For example, say that we
have a directory containing two subdirectories:
from-stuff
and to-stuff
.
from-stuff
contains an entire tree of files,
symbolic links, and so forth — something that is difficult to
mirror precisely using a recursive cp. In order
to mirror the entire tree beneath from-stuff
to
to-stuff
, we could use the commands:
cd from-stuff tar cf - . | (cd ../to-stuff; tar xvf -)
Simple and elegant, right? We start in the directory
from-stuff
and create a tar file of the current
directory, which is written to standard output. This archive is read
by a subshell (the commands contained within parentheses); the
subshell does a cd to the target directory,
../to-stuff
(relative to
from-stuff
, that is), and then runs
tar xvf, reading from standard input. No tar
file is ever written to disk; the data is sent entirely via pipe from
one tar process to another. The second
tar process has the v
option that prints each file as it’s extracted; in
this way, we can verify that the command is working as expected.

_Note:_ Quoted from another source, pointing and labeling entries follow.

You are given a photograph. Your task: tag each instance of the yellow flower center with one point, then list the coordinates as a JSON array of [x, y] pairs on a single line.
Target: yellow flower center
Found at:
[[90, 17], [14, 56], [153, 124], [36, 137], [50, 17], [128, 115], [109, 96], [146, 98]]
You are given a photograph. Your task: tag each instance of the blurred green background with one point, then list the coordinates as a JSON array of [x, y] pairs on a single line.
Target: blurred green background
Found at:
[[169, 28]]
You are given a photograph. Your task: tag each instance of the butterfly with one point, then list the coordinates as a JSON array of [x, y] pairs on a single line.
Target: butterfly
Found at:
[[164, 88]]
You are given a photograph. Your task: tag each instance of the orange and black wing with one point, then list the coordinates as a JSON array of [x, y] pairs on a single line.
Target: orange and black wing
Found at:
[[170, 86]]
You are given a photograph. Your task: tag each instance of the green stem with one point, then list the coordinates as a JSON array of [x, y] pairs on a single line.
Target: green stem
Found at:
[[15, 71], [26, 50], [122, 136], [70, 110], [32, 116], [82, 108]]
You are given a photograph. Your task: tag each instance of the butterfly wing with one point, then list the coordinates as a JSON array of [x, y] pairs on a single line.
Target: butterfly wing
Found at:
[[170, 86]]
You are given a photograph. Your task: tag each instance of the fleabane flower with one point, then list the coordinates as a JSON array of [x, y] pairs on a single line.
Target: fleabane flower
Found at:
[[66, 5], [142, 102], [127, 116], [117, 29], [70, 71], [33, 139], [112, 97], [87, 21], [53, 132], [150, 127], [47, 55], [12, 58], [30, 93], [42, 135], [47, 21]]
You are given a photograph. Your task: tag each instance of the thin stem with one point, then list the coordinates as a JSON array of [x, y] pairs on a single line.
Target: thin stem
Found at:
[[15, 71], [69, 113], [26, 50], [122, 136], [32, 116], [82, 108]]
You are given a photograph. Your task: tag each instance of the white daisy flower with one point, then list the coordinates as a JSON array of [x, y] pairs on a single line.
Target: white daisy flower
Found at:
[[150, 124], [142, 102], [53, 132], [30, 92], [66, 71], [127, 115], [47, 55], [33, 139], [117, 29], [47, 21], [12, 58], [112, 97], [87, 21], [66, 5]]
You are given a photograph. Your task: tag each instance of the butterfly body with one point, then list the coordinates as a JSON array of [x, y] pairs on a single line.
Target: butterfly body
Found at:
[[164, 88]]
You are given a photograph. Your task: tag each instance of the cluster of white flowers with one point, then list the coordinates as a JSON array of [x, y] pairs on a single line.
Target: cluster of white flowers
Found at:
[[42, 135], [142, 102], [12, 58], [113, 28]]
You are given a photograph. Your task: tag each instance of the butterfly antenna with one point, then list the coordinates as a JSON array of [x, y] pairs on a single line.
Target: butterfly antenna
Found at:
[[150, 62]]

In fact, you could transfer directory trees from one machine to another (via the network) using this trick; just include an appropriate rsh (or ssh) command within the subshell on the right side of the pipe. The remote shell would execute tar to read the archive on its standard input. (Actually, GNU tar has facilities to read or write tar files automatically from other machines over the network; see the tar(1) manual page for details.)